With recent research describing human emotion as the byproduct of learning, chances are that machines with artificial brains may become depressed or worse if they ever want to think or feel, The Next Web tech blog wrote.
Zachary Mainen, a neuroscientist at the Champalimaud Center for the Unknown in Lisbon, believes that depression and hallucinations depend on a chemical in the brain called serotonin.
“If serotonin is helping solve a more general problem for intelligent systems, then machines might implement a similar function, and if serotonin goes wrong in humans, the equivalent in a machine could also go wrong,” Dr. Mainen said, while speaking at a symposium on the implications of recent experiments to learn how serotonin affects people’s decision making.
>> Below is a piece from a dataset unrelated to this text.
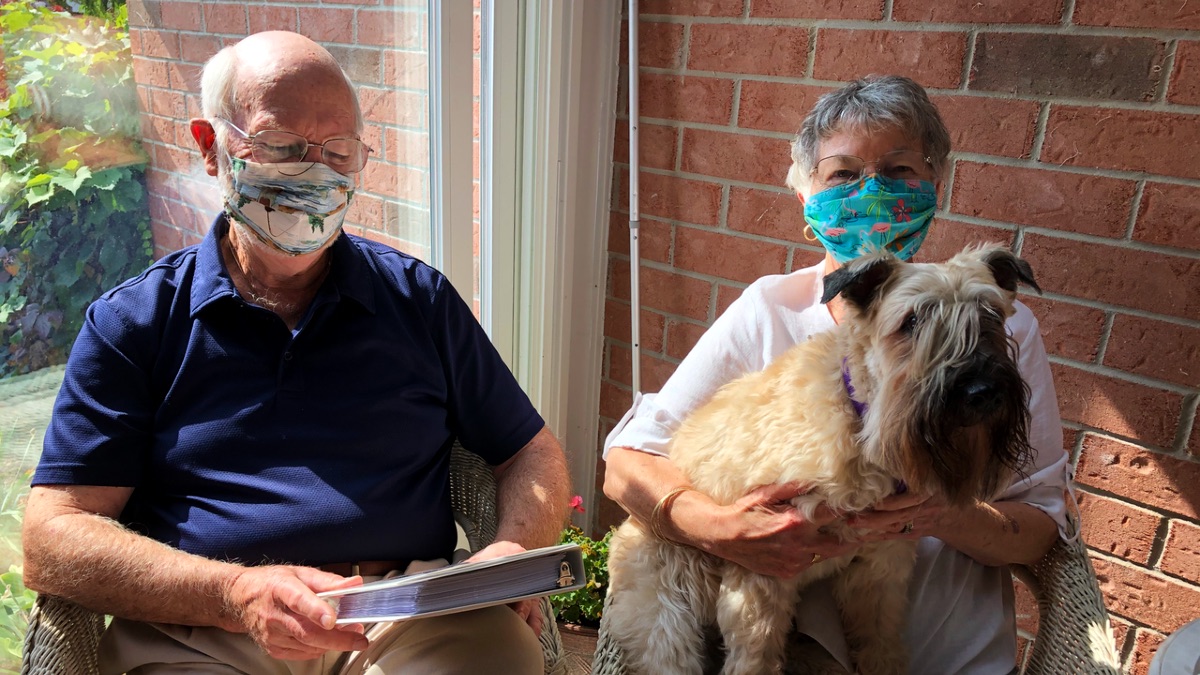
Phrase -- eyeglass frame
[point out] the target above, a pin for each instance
(924, 157)
(309, 144)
To find this out, scientists conducted a series of experiments. By manually activating serotonin production in mice running around in a field, they observed that the rodents would slow down and consider the situation almost immediately after a spike.
Injecting the same mice with a serotonin inhibitor, Mainen and his team found that learning became delayed, even more so when the animals were not able to naturally release serotonin.
Scientists also believe that that the use of hyper-modulators, like serotonin, could prevent autonomous systems from becoming stuck in outdated models.
Designed to deal with a static environment using supervised learning, “thinking” robots will hardly be able to adapt to the constantly changing world around them.
That being said, giving them feelings and an ability to hallucinate things that aren’t really there, doesn’t look like a good idea either.